Harold Goddard, em "The Meaning of Shakespeare" (1951), chama a atenção para o interesse de Shakespeare por relações conflituosas entre as gerações de uma família, que é um dos temas, também, da tragédia grega. Deixando de lado "Titus Andronicus", uma de suas primeiras peças (paródia macabra do teatro de Marlowe), "Romeu e Julieta" foi a primeira tentativa séria de Shakespeare de escrever uma tragédia e também sua primeira investigação mais profunda das perplexidades no trato entre as gerações.
O ódio entre Capuletos e Montéquios pode soar exagerado e digno de paródia, mas acaba levando à destruição de dois amantes muito jovens e de imenso valor, Julieta dos Capuletos e Romeu dos Montéquios, além de Mercúcio, personagem muito mais interessante do que Romeu. Romeu, no entanto -transportado pelo amor autêntico entre Julieta e ele-, é um dos primeiros casos da representação shakespeareana de mudanças cruciais num personagem que se escuta a si mesmo. E Julieta, de sua parte, um exemplo ainda maior, é o triunfo real da peça: ela inaugura uma extraordinária sequência de mulheres vibrantes, capazes de dar lustro à vida e inigualadas antes ou depois na literatura ocidental (não excluindo Chaucer, o maior precursor de Shakespeare como criador de personalidades).
Julieta, Mercúcio, a Ama e, em menor escala, Romeu estão entre as primeiras figuras que já manifestam o gênio inusitado do autor na invenção de personagens. Ricardo 3º, como Arão, o Mouro, em "Titus Andronicus", é uma brilhante caricatura marloweana, mas carece de qualquer forma de interioridade, o que também se aplica às personagens das primeiras comédias. Faulconbridge, o bastardo, em "Rei João", e Ricardo 2º representam os primeiros sucessos de Shakespeare neste aspecto, antes de "Romeu e Julieta". Depois de Julieta, Mercúcio e da Ama, viriam Bottom (em "Sonho de uma Noite de Verão"), Shylock e Pórcia ("O Mercador de Veneza") e, de modo arrasador, Falstaff ("Henrique 4º"), com quem Shakespeare atinge, afinal, verdadeiramente o seu elemento.
Harold Goddard notou, sabiamente, que a Ama, incapaz de qualquer astúcia, imaginação e, acima de tudo, de amor, mesmo por Julieta, está longe de ser um Falstaff, tão abundante de criatividade, humor, inteligência e (infelizmente, no caso) amor pelo ingrato Hal.
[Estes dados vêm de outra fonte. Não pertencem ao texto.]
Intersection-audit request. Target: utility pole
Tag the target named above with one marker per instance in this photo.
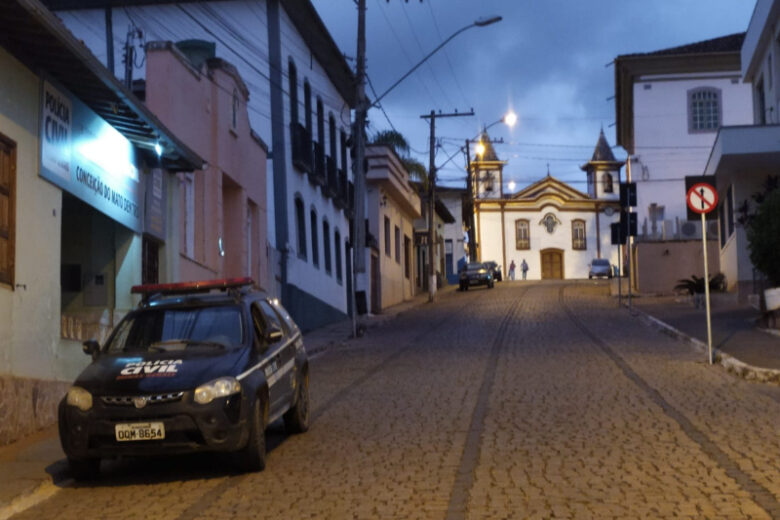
(432, 199)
A Ama é cheia de vivacidade e muito engraçada, mas acaba se revelando exatamente aquilo que Julieta a chama: sua "mais cruel inimiga", cujo carinho por ela não tem nenhuma realidade interior. Em certo sentido, a responsável pela tragédia é a Ama, cuja incapacidade de amar a criança que ela mesma criou acaba conduzindo Julieta à medida extrema que destrói Romeu e ela também.
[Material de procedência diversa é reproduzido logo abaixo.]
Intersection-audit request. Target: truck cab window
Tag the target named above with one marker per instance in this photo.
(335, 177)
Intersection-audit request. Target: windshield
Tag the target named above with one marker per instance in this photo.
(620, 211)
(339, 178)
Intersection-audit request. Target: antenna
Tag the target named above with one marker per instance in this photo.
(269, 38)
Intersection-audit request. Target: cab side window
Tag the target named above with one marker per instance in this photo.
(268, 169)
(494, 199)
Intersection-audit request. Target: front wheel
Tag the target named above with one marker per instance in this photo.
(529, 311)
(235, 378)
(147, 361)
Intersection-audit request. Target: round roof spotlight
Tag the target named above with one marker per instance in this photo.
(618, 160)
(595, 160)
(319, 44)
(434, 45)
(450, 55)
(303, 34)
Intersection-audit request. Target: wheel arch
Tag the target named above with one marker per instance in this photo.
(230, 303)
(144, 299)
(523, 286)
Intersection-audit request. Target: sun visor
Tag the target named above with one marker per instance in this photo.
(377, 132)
Mesmo Mercúcio, um papel maravilhoso, no fundo é tão frio quanto a Ama. Embora seja o primeiro esboço em Shakespeare de um indivíduo carismático (Berowne, em "As Penas de Amor Perdidas" pode ser um artista brilhante das palavras, mas não tem propriamente carisma), Mercúcio constitui companhia perigosa para Romeu e torna-se redundante assim que este passa da atração sexual para o amor, isto é, de Rosalina a Julieta. É senso estabelecido entre os diretores teatrais que Shakespeare tem de matar Mercúcio logo, porque Romeu parece um pedaço de pau comparado a seu exuberante amigo. Mas Mercúcio se torna irrelevante quando Julieta e Romeu se apaixonam profundamente um pelo outro. Que lugar teria ele numa peça dominada pela confissão esplendorosa de Julieta da infinidade de seu amor:
"Mas estou desejando aquilo que já tenho!/ A minha generosidade é como o mar:/ Ilimitada! E o meu amor profundo/ Como o mar! E ambos são tão infinitos,/ Que quanto mais te der, mais tenho para dar!" (tradução de Onestaldo de Pennafort).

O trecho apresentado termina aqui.